By observing how she draws icons from an Arab visual and psychological reserve, manipulating them to create works that refuse to be reconciled with themselves and the space around them, it becomes clear that Hatoum’s experience as an Arab Palestinian woman has a structural role in her art. As for western historiography wanting to neutralise the Arabic bogeyman in her work to facilitate its appropriation, it’s perfectly normal.
Alienation rooted in the post-Naksa condition
Western art (like any other) has always found solutions to its problems elsewhere, re-inventing a long-dead Greek culture during the Renaissance, or expressing its modernity with formal procedures derived from African and Asian arts are but two instances of this phenomena. This time, Hatoum happens to be the perfect candidate to facilitate the encounter and to guarantee minimum reciprocity.
Hatoum’s position – her fame as an exiled Palestinian – is something she achieved because not in spite of: one can even argue that it was this position that enabled her to pull contemporary art out of certain dead ends. Having found herself in a scene whose attitude towards the Arab-Palestinian situation was a mix of confusion and indifference, she was one of few eligible artists capable of creating new tools to express causes only she saw as urgent.
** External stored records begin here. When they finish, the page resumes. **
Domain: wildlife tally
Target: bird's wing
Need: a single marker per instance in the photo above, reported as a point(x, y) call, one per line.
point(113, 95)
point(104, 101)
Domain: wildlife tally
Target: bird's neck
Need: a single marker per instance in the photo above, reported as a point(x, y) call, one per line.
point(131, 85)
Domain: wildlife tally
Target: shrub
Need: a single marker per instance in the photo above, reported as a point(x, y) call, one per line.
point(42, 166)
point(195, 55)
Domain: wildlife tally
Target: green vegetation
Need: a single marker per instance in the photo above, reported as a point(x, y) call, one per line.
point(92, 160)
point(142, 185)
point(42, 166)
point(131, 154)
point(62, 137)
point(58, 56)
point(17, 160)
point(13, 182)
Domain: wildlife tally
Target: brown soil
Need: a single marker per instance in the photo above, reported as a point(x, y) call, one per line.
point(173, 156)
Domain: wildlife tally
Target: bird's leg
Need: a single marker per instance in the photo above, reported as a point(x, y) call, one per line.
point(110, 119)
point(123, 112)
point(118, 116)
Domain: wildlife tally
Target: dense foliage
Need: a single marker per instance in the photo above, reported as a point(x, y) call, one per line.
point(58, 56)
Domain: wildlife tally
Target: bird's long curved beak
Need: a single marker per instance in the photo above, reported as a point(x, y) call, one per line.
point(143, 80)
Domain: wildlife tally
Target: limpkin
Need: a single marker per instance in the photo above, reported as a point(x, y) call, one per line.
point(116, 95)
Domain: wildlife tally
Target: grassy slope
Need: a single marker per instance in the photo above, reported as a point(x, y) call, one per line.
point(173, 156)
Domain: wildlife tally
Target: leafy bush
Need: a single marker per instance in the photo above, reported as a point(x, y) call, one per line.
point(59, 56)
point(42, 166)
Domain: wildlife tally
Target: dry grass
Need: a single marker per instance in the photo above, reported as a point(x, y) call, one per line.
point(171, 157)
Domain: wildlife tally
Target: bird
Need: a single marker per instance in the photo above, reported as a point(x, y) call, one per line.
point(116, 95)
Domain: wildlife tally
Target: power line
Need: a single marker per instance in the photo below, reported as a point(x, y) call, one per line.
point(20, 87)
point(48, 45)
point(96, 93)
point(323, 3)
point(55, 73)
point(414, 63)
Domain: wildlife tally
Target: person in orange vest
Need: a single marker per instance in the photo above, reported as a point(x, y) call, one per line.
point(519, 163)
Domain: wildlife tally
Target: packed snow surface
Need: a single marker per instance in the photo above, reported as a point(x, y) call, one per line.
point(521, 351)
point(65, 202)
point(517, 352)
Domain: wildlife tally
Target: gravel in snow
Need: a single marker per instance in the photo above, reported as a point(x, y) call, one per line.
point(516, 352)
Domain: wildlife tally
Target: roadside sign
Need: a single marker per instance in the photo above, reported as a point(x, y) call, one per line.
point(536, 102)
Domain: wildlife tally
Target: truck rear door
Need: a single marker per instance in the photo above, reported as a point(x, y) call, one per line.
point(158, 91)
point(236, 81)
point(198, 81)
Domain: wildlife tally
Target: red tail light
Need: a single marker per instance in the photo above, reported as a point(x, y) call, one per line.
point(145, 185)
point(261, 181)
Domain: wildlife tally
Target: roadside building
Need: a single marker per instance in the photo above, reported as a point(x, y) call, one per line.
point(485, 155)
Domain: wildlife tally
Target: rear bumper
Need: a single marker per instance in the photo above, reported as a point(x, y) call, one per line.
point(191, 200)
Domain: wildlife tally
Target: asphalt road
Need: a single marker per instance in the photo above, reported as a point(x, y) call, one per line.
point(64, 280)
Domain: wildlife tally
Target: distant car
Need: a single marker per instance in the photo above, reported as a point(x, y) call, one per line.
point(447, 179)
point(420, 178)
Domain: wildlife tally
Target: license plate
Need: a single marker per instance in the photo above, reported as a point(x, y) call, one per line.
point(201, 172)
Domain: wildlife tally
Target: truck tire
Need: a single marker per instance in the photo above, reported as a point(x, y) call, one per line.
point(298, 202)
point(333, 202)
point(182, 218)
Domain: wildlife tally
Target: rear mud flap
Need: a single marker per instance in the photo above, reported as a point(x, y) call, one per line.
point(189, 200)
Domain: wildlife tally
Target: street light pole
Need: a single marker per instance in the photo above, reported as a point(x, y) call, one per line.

The well-known sense of alienation in Hatoum’s art is thus firmly rooted in the collective post-Naksa Arab condition and cannot be dismissed as merely biographical, individual, or generically postmodern. And yet, "militant" seems too crude a word to describe works as subtle as Hatoum’s. Unlike "militant" art, hers stand out for the fascinating ease with which it questions itself and its causes.
Between her hands, the most intimate Palestinian icons succeed in addressing universal concerns while still conserving their singularity. Hatoum’s goal at the end doesn’t seem to be the dissociation of an Arab experience from a western one, but finding what’s common in both in order to dissociate the good from the bad in human experience as a whole – or maybe to remind us that such dissociations are not as easy as we may think.